Il ne faut jamais avoir raison avant les autres. Lorsque j’écrivais en décembre 2002 « La crise, que le système bancaire français a connue à la fin du siècle dernier est à présent terminée. Une nouvelle dont la forme et l’ampleur surprendront, se prépare», je mettais un terme à un travail de 10 ans qui avait été consacré à la faillite des banques ("Droit des défaillances bancaires", Economica, 2002).
10 ans plus tard, si les causes des crises financières à répétition n’ont pas changé et sont toujours là, le rapport de force entre le politique et l’économique s’est inversé au profit des financiers. Ce n’est pas la première fois dans l’histoire et c’est souvent le signe avant coureur d’un changement brutal dans la société.

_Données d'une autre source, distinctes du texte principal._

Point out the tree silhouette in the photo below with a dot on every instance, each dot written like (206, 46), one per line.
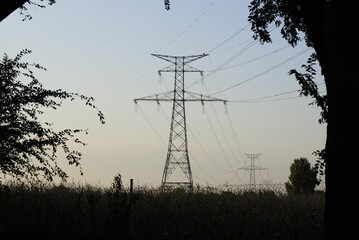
(7, 7)
(302, 178)
(28, 147)
(327, 27)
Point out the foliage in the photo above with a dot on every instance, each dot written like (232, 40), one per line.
(302, 178)
(101, 213)
(117, 183)
(23, 8)
(28, 148)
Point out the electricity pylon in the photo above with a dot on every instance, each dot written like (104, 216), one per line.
(177, 153)
(252, 168)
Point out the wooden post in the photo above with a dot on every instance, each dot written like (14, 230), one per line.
(131, 199)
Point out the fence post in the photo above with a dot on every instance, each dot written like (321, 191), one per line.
(131, 210)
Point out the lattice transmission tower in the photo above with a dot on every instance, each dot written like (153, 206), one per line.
(252, 168)
(177, 153)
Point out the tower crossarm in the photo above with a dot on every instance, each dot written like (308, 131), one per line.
(177, 153)
(188, 97)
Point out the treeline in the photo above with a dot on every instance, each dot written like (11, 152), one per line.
(205, 213)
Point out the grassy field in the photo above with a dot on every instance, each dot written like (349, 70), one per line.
(205, 213)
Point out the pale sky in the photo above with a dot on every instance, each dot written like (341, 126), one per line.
(103, 49)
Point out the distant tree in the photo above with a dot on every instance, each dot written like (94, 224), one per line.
(28, 148)
(302, 178)
(9, 6)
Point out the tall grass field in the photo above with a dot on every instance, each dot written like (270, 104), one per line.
(92, 212)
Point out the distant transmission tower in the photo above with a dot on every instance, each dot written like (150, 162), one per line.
(252, 168)
(177, 154)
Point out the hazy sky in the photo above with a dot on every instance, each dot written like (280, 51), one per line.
(103, 49)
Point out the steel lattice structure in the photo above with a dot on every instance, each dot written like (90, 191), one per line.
(252, 168)
(177, 153)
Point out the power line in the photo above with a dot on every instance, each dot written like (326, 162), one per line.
(189, 26)
(264, 72)
(252, 60)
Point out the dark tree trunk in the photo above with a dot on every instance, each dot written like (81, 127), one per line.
(337, 49)
(7, 7)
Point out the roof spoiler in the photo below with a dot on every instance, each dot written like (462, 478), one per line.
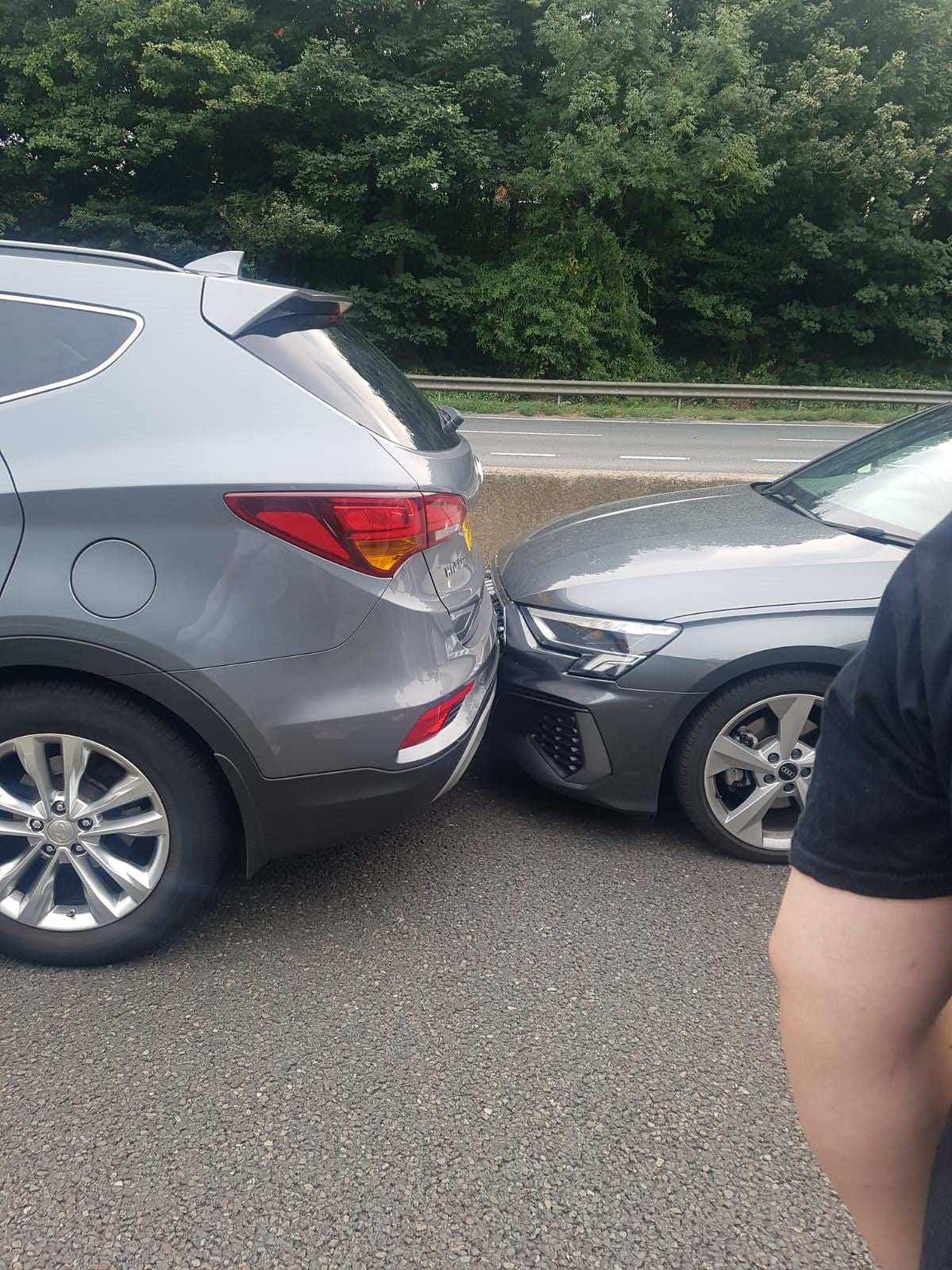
(235, 305)
(224, 264)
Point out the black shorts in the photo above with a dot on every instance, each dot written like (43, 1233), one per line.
(937, 1233)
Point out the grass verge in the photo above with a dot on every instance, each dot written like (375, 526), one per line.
(666, 408)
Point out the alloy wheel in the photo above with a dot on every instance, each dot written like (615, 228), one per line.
(84, 837)
(758, 770)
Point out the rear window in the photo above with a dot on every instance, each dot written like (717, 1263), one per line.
(46, 344)
(342, 368)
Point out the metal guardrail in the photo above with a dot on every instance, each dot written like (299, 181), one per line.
(685, 391)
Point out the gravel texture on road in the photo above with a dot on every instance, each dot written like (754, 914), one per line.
(514, 1033)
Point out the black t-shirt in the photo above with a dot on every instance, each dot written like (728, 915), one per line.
(879, 819)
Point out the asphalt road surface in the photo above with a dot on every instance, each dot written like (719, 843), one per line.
(644, 444)
(514, 1033)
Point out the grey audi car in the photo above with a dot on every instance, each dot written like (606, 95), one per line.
(240, 607)
(687, 641)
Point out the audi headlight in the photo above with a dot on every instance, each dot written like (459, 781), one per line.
(608, 645)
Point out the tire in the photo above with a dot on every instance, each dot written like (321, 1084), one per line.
(750, 810)
(74, 889)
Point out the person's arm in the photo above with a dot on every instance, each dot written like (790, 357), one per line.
(862, 984)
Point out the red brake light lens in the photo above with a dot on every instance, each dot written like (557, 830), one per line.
(436, 719)
(374, 533)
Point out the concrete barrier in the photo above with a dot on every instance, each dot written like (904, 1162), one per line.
(516, 501)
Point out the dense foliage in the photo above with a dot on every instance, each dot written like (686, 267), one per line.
(593, 188)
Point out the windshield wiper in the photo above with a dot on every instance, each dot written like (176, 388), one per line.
(873, 533)
(861, 531)
(785, 499)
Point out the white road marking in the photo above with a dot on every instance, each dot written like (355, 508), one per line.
(512, 432)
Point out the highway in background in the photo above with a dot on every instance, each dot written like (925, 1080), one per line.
(645, 444)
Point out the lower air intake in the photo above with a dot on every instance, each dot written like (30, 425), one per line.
(556, 734)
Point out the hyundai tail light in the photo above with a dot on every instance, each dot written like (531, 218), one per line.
(374, 533)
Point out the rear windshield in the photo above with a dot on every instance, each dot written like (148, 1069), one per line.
(343, 368)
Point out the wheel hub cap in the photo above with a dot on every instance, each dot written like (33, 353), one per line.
(61, 833)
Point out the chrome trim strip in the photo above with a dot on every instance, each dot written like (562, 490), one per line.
(90, 309)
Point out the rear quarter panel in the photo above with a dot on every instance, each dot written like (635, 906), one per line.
(145, 452)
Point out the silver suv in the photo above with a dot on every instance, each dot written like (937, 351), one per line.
(240, 607)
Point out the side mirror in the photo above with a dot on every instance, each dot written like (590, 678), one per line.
(452, 419)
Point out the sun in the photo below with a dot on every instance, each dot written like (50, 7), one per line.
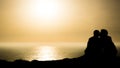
(42, 14)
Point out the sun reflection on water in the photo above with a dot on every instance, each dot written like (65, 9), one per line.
(46, 53)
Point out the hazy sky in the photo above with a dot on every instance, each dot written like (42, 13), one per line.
(57, 20)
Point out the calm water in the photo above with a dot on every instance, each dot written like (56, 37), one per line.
(42, 52)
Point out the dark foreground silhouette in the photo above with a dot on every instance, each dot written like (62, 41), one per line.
(75, 62)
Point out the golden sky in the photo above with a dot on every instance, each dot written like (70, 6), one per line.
(57, 20)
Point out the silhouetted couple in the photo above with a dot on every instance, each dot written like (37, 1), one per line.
(100, 45)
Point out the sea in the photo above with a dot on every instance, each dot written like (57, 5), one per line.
(43, 51)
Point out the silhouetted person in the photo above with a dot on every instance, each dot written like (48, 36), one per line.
(93, 45)
(108, 48)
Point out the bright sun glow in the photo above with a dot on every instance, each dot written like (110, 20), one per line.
(46, 53)
(43, 13)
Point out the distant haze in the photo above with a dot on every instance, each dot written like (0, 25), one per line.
(57, 20)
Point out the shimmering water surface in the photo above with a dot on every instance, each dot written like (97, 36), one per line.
(42, 52)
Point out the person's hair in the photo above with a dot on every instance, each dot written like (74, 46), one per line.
(96, 32)
(104, 32)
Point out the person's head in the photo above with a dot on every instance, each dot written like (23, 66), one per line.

En 2008, quand la crise des subprimes a failli submerger l’économie mondiale, les gouvernements des Etats ont raté un rendez-vous avec l’histoire. Ils étaient en position de force et en capacité d’imposer des choix aux banques et aux marchés financiers. Ils ont fléchi, ils ont cédé, et ils ont perdu une bataille. On commence à mieux comprendre la pusillanimité de certains quand on connaît les rapports incestueux que certaines grandes banques entretiennent avec les pouvoirs en place.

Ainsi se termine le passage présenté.